Lawton was arrested Sept. 21 in Elkton, Md. as she got off a bus still carrying the bust - a 25-pound, 28-inch-high piece of art made in 1778 by Jean-Antoine Houdon while Franklin was visiting Paris.
But the saga of Ben's bust began the previous month, Lawton told police, after she was fired from the owner of the Bryn Mawr home.
Lawton said she wanted revenge and so took the one thing that she was warned never to touch - the plaster bust.
Police released those details it a preliminary hearing in Lower Merion several days after her arrest. At that hearing, police released an interview in which Lawton said she had an accomplice in the theft - a man who broke into the house while she waited in a car.
Lawton reportedly said the accomplice broke into the home of lawyer George A. D'Angelo by kicking out an air conditioner. The accomplice, a male, grabbed the bust in the drawing room.
But the plan was foiled when a car pulled into the driver as the thief went back into the house to steal its pedestal. Lawton and the accomplice fled, but not before the car's occupants recognized her.

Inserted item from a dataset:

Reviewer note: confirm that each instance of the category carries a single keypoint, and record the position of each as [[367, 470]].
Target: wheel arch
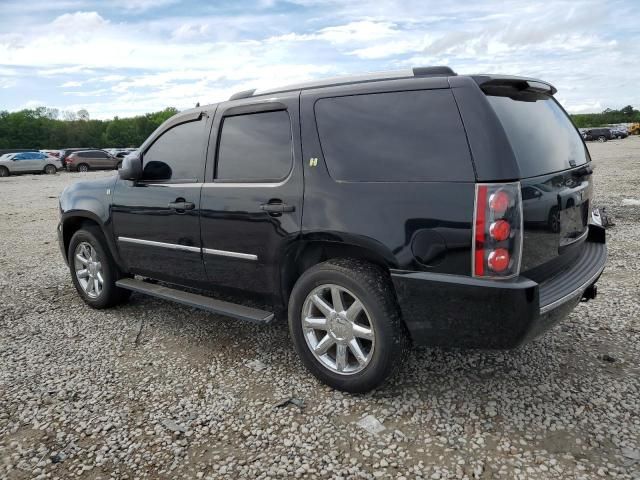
[[73, 221], [307, 253]]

Lawton said she left the bust overnight in a Dumpster outside an apartment building near 31st and Parrish Streets. Facing arrest, she fled to a relative's home in Mobile, Ala.
Frightened, she then hopped on a Grehound bus. She was arrested as she got off.
The bust was recovered, but it was cracked.
Lawson was returned to prison in Philadelphia on $1 million bail.
However, authorities are still searching for a another item stolen during the burglary - a shadowbox with a picture of operetta composer Victor Herbert and his baton.
Lawton told police she never knew the accomplice stole the $80,000 object until gold by police.